New legislation introduced by Sen. Mike Lee (R-Utah) is designed to protect borrowers and lenders from regulatory penalties associated with the Paycheck Protection Program after ICBA raised the issue with policymakers.
The Protections for Good Faith PPP Borrowers and Lenders Act (S. 4875) would remove PPP loans from asset calculations to prevent lenders from crossing asset-size thresholds and incurring additional regulatory burdens.

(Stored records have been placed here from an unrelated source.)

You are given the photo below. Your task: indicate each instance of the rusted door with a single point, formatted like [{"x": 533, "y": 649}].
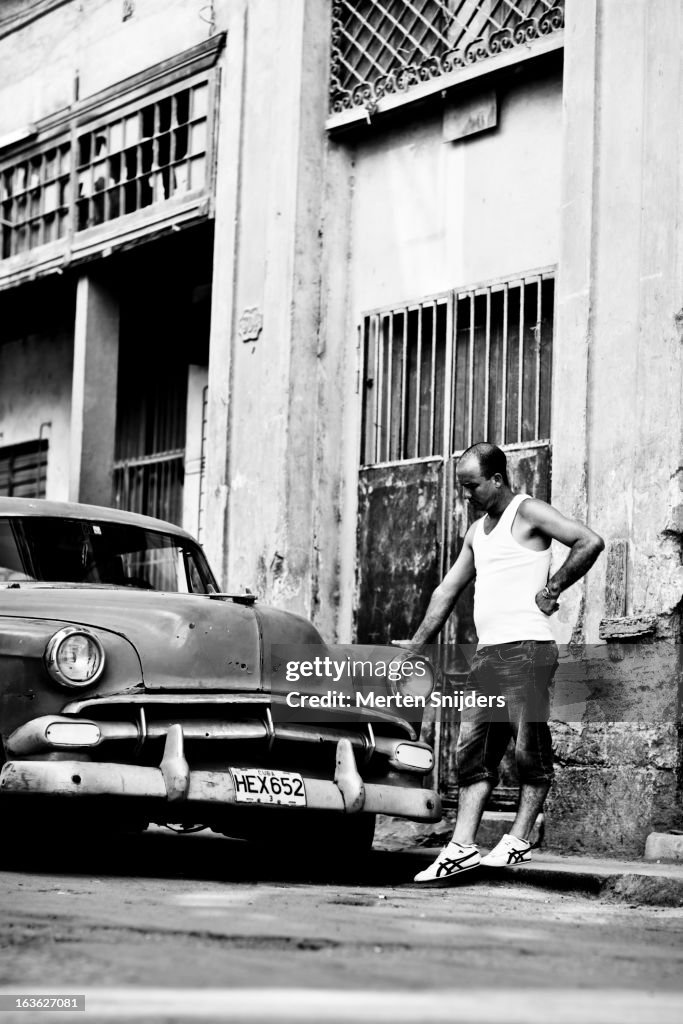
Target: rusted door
[
  {"x": 529, "y": 471},
  {"x": 437, "y": 376}
]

It also would protect lenders from various penalties and enforcement actions and remove PPP loans from the CFPB's purview.

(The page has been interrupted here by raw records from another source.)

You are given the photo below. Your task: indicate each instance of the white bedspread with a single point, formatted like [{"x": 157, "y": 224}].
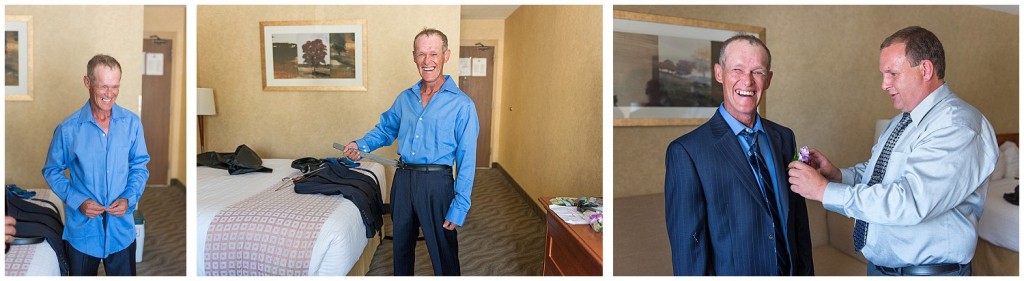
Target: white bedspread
[
  {"x": 341, "y": 239},
  {"x": 1000, "y": 221}
]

The Senate bill follows the release of ICBA-advocated House legislation directing regulators to exclude PPP loan balances from bank and bank holding company regulatory thresholds within 30 days. That bill—the Preventing Regulatory Penalties for PPP Lenders Act (H.R. 8675) from Reps. Barry Loudermilk (R-Ga.) and David Scott (D-Ga.)—applies to community banks with $15 billion or less in total assets.
Additionally, the FDIC last week released an interim final rule that allows community banks to use their 2019 asset sizes for 2021 auditing and reporting requirements under Part 363, which will help up to 290 community banks avoid new regulatory costs caused by PPP lending.
In a letter to Loudermilk responding to calls for agencies to act on the issue, Comptroller of the Currency Brian Brooks cited his support for the FDIC rule as a member of the board and said the agencies are working to address other regulatory thresholds not covered by the Part 363 rule.
ICBA has repeatedly told Congress and federal regulators that the surge of PPP loans has swelled the balance sheets of community banks, inadvertently subjecting them to additional supervision, regulations, and costs.